The patent filed by the payments juggernaut cites the process for transactions going incognito which will obscure the point of origin and the transacted amount
On 6 December, MasterCard filed a patent called Method and System for Anonymization of Electronic Transactions via Blockchain. The firm accounts that more and more payments are done on the blockchain. Due to the general belief of anonymity, this is the preferred mode of payment for a number of users. But MasterCard says because of blockchain’s nature as a permanent record, transactions are not descript and can be tracked through public data.
MasterCard’s method of going incognito will show the recipient sending or receiving money from a number of addresses. These addresses will perform various transactions with other users at the same time. This will cause the data to be ‘innocuous’.
The process involves the use of an intermediary address which connects with a public key. The data of the transaction will then be stored. Though a private key, a new transaction with a new digital signature will be produced. This is where the information of its intended address and payment total are contained.

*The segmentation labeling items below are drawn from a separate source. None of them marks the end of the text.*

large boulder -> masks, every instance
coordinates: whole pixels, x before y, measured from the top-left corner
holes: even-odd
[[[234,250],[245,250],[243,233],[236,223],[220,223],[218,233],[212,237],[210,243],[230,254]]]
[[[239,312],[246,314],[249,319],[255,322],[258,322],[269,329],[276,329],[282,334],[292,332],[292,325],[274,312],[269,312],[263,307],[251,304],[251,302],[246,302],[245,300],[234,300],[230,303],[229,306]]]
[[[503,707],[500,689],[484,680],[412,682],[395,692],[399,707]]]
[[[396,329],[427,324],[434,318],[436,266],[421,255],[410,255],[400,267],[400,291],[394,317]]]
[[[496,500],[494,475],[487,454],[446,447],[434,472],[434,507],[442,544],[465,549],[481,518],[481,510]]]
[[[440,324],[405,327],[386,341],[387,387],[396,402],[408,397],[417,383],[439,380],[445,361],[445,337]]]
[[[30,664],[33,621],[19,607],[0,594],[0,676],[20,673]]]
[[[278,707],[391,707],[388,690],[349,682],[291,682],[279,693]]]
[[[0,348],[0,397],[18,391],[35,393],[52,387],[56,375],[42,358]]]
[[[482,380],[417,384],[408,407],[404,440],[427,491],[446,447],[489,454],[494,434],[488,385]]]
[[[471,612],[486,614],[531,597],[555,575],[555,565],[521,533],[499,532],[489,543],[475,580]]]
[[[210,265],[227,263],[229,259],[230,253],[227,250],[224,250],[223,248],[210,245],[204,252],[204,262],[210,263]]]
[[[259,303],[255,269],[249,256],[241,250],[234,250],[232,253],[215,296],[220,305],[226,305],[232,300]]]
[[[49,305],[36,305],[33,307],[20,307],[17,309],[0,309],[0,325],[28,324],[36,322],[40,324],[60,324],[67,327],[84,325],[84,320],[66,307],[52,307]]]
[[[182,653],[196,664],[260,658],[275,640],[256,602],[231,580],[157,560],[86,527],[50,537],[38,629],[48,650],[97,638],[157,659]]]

In employing multiple transfers using various addresses, the sum of money in the transaction can be concealed.
Privacy-Oriented Virtual Currencies
This patent filed by MasterCard mirrors privacy advocates such as Zcash and Monero. The cryptocurrency Monero is untraceable. It is able to achieve anonymity by obscuring public record using stealth addresses, ring signatures, and hiding the IP address of senders and recipients. Transaction amounts are also hidden.
Zcash is another privacy-oriented virtual currency. It uses zk-SNARKs to obscure transactions on its blockchain.
Early this month, the US Department of Homeland Security released a pre-solicitation notice looking for information that can help forensic analytics dissect privacy coins.